Many people have been known to taste shapes, some as full fledged synaesthetes and some not. An important shape taster to highlight might be Pamela Vandyke Price who wrote The Taste of Wine (1975) and was brought to my attention by Adrienne Lehrer in her boundary pushing text, Wine and Conversation.
Many people find it helpful to think of wines as having a shape. Some immature wines often seem to be angular, other seem straight up and down in slightly unripe vintages. A round wine has its skeleton (the alcohol) adequately and pleasantly covered with flesh (the fruit) and is enhanced by a good skin (the fragrance). Excess rotundity show a lack of proportion, but many young wines posses a type of puppy fat which they shed later. How round a wine ought to be depends on the quality it should ideally attain; a great wine at is peak should be only gracefully curved, a good youngish wine in the medium ranges can be rather more curvaceous. Roundness is sometimes felt as the wine passes over the palate and is held momentarily in the mouth. (p. 183)

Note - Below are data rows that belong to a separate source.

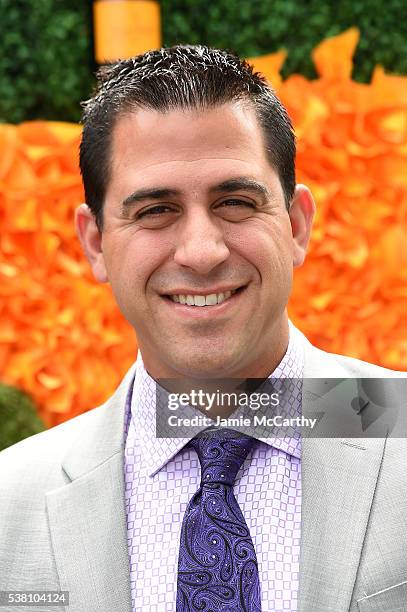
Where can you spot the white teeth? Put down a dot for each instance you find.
(211, 299)
(202, 300)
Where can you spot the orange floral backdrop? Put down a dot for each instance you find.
(62, 338)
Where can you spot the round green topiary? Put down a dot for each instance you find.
(18, 417)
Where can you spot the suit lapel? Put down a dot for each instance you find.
(338, 480)
(87, 518)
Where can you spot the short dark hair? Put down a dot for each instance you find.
(179, 77)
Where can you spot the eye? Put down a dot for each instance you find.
(154, 211)
(235, 202)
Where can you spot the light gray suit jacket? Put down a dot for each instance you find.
(63, 523)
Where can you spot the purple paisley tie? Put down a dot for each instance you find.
(217, 565)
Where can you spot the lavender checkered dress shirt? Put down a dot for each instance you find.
(161, 476)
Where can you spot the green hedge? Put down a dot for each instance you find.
(46, 58)
(18, 417)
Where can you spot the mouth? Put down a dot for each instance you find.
(204, 302)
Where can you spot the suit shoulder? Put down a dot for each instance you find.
(324, 364)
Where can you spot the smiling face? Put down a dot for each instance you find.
(195, 213)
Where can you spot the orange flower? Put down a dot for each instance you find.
(62, 338)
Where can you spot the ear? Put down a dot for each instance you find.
(302, 211)
(91, 240)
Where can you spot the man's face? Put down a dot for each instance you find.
(194, 208)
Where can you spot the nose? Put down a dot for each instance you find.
(200, 243)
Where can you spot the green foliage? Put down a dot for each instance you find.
(46, 59)
(256, 27)
(18, 417)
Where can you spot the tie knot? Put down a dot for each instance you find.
(221, 454)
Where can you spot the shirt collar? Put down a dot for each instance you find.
(140, 417)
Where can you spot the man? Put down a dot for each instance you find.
(194, 218)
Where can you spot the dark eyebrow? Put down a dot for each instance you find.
(233, 184)
(241, 183)
(149, 194)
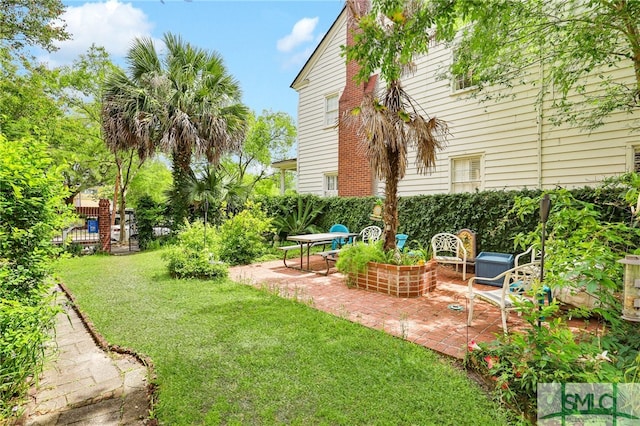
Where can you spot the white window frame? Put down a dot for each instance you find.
(467, 173)
(330, 184)
(331, 110)
(461, 82)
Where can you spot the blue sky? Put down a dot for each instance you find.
(264, 43)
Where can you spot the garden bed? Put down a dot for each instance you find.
(398, 280)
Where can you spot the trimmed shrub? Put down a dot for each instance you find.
(244, 237)
(193, 255)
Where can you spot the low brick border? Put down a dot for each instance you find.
(152, 388)
(398, 280)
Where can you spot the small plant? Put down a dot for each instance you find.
(353, 258)
(193, 255)
(299, 221)
(542, 353)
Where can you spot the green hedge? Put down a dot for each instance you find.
(488, 213)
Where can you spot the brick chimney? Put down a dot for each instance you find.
(355, 177)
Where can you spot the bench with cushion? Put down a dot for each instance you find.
(329, 256)
(286, 250)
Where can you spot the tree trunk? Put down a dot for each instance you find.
(390, 213)
(180, 202)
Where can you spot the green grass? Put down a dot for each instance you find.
(227, 353)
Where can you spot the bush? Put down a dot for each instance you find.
(193, 255)
(32, 205)
(149, 214)
(244, 237)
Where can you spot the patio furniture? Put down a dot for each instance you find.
(489, 264)
(308, 240)
(370, 234)
(338, 242)
(528, 256)
(449, 249)
(401, 240)
(515, 282)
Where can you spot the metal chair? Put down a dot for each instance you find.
(515, 282)
(448, 248)
(338, 242)
(370, 234)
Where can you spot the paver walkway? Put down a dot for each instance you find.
(84, 385)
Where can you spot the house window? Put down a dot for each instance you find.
(462, 79)
(465, 174)
(331, 185)
(331, 110)
(636, 159)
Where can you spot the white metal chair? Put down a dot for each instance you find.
(448, 248)
(531, 254)
(370, 234)
(515, 282)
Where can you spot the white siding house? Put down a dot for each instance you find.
(509, 144)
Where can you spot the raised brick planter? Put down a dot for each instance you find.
(398, 280)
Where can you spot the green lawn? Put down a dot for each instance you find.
(227, 353)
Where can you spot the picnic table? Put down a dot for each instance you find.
(308, 240)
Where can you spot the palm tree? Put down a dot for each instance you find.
(385, 39)
(184, 104)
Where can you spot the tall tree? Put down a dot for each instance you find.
(269, 137)
(31, 23)
(184, 103)
(60, 106)
(78, 139)
(570, 45)
(388, 36)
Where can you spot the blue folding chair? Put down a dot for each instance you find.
(338, 242)
(401, 239)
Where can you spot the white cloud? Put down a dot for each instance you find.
(302, 32)
(111, 24)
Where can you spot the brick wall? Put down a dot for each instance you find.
(355, 177)
(104, 225)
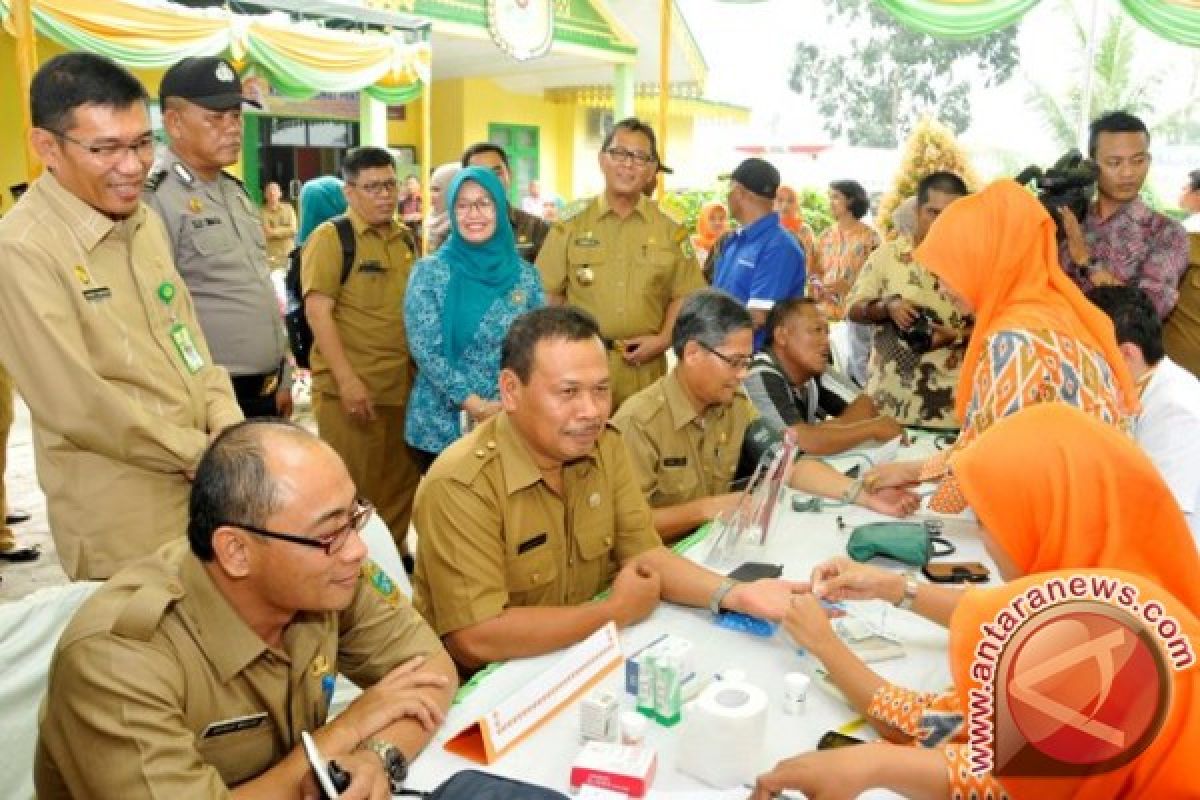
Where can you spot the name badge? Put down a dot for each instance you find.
(233, 726)
(185, 346)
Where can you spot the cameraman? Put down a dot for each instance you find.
(912, 377)
(1121, 241)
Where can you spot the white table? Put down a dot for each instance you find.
(799, 541)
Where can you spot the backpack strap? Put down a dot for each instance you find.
(346, 235)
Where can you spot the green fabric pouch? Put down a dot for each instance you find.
(904, 541)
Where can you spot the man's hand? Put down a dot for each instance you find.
(838, 774)
(808, 623)
(367, 779)
(899, 474)
(636, 591)
(841, 578)
(766, 597)
(396, 696)
(1077, 242)
(901, 312)
(642, 349)
(283, 403)
(892, 501)
(355, 398)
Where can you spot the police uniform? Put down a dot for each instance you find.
(220, 248)
(100, 336)
(624, 272)
(159, 689)
(495, 535)
(369, 313)
(678, 453)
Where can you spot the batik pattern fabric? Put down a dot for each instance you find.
(1019, 368)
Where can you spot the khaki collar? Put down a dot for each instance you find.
(516, 462)
(89, 226)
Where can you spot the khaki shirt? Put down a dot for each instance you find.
(279, 246)
(495, 535)
(118, 414)
(681, 455)
(159, 689)
(369, 308)
(623, 271)
(217, 241)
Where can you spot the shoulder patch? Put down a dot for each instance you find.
(144, 609)
(382, 583)
(155, 179)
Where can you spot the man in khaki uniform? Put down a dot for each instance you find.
(624, 262)
(279, 226)
(9, 549)
(531, 515)
(685, 432)
(195, 669)
(97, 329)
(360, 364)
(216, 234)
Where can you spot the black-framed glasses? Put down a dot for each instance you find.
(333, 542)
(143, 146)
(737, 362)
(621, 155)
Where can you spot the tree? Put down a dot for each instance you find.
(931, 148)
(873, 91)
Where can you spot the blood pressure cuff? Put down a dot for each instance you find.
(760, 439)
(473, 785)
(904, 541)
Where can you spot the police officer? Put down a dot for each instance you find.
(528, 229)
(195, 669)
(624, 260)
(216, 233)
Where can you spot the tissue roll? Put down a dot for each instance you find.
(724, 734)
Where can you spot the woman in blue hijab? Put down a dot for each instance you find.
(459, 306)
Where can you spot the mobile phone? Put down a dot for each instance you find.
(832, 740)
(755, 570)
(957, 572)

If a wine can be round, it can also be angular, and it can also be other organic shapes. If poets can be quick to say aromas can be sweet, or sour, sometimes bitter, they can also be umami. We have bass notes and flatter notes and no one really questions any of these nor expands upon them. The pattern that runs through this all, in regards to what we have metaphors for and what is incomplete or very seldom used, is that sweetness leads the pack because it is reinforced by the highest nutritional reward. This is followed by acidity which is an acquired taste and likely part of a warning mechanism. Umami is the category that lags in usage and the problem may be in translating non language to language. Round shapes and angular shapes are basic but organic shapes are more complex. A shape for Umami escaped the ancient Greek Democritus:
“Sweet things”, according to Democritus, were “round and large in their atoms,” while “the astringently sour is that which is large in its atoms but rough, angular, and not spherical.” Saltiness was caused by isosceles atoms, while bitterness was “spherical, smooth, scalene and small.”
This might all seem like its going in a non scientific direction, but in Neurogastronomy, Gordon Shepherd, explains the spatial perception of smell. All these shapes and then winespeak, like linear, are the language and categories of space. I was once told of an adage that “so many failed architects go into the wine business.” These architects no doubt have exercised that spatial muscle and it gives them some sort of advantages in the trade. But can any of these ideas ground metaphors, facilitate contrast detection, and ultimately help us reach higher levels of endoxa?